CSU Pomona Modified 1/03/17 from 133L and 132L versions Dr. Julie J. Nazareth Phy 123L Mostly Review Questions 22 & 23: Propagating Uncertainty through a calculation Follow the outlined steps to perform the following calculations including uncertainty. Write out your final answer (value with its associated uncertainty) following the Rules for reporting experimental values (see Appendix C of the Phy 121L/131L lab manual). Reduce rounding error by keeping at least two extra non-significant digits in intermediate calculations. Show all work.

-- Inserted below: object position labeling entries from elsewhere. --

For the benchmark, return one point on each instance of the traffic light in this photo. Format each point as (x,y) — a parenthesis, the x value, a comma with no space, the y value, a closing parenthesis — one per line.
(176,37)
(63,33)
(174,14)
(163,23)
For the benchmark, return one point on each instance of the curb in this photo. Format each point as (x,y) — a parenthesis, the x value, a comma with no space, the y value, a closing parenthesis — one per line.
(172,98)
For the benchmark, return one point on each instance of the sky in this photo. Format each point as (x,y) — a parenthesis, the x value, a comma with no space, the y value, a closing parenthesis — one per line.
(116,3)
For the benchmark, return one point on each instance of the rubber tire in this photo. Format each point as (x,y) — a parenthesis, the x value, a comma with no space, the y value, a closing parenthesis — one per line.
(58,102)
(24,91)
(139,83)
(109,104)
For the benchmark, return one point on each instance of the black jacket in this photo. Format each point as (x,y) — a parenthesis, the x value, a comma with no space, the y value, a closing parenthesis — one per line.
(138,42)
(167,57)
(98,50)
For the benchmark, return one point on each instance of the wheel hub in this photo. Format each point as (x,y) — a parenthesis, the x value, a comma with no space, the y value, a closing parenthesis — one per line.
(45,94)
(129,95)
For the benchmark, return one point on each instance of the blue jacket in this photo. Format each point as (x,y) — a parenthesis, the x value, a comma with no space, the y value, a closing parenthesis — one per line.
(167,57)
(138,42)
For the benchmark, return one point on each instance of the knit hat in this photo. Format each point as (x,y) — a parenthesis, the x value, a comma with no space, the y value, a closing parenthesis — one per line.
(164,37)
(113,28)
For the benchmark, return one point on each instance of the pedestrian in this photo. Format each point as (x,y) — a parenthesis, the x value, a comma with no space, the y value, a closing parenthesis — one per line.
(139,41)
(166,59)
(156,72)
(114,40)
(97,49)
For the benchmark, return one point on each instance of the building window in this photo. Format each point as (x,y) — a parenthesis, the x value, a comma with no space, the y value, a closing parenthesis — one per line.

22. [(34.35 ± 0.05) g – (30.35 ± 0.05) g] (9.80 m/s2) = ??? Step 1: Subtract the values in the square brackets. Use Rule # 1: add absolute uncertainties. = [( ± ) g] (9.80 m/s2)

Step 2: Use Rule #4 to multiply the result in the square brackets by (9.80 m/s2), a “perfectly known number.” Remember, for Rule #4, multiply the absolute uncertainty by the “perfectly known number.” Don’t forget to also multiply the best estimate by the “perfectly known number”! = [( ± ) gm/s2]

Step 3 (Last step): Round the absolute uncertainty to one significant digit (or two SD if it the absolute uncertainty at the conclusion of the previous step begins with a “1” or a “2”) and round the equation result (best estimate) to the same decimal place. = [( ± ) gm/s2]

23. [(7.73 ± 0.01) cm] [(19.0 ± 0.1)mm]2 = ??? Give final answer in cm3. Step 1: Make both length measurements have the same units (mm → cm). Don’t forget to convert the absolute uncertainty also. = [(7.73 ± 0.01) cm] [( ± )cm]2

Step 2: Change the absolute uncertainties into relative uncertainties (as percentages) because you will need this for both the powers rule #3 (the square) and the multiplication rule #2.

= (7.73 cm ± %) [( cm ± %)]2

Step 3: Do the square. Square the best estimate and use Rule #3 to multiply the power (= 2 in this case) times the relative uncertainty. Don’t do anything to the 7.73 cm ± relative uncertainty yet. Just write it down in the calculation = (7.73 cm ± %) ( cm2 ± %)

Step 4: Multiply the best estimate numbers and use Rule #2 to add the relative uncertainties. = ( cm3 ± %).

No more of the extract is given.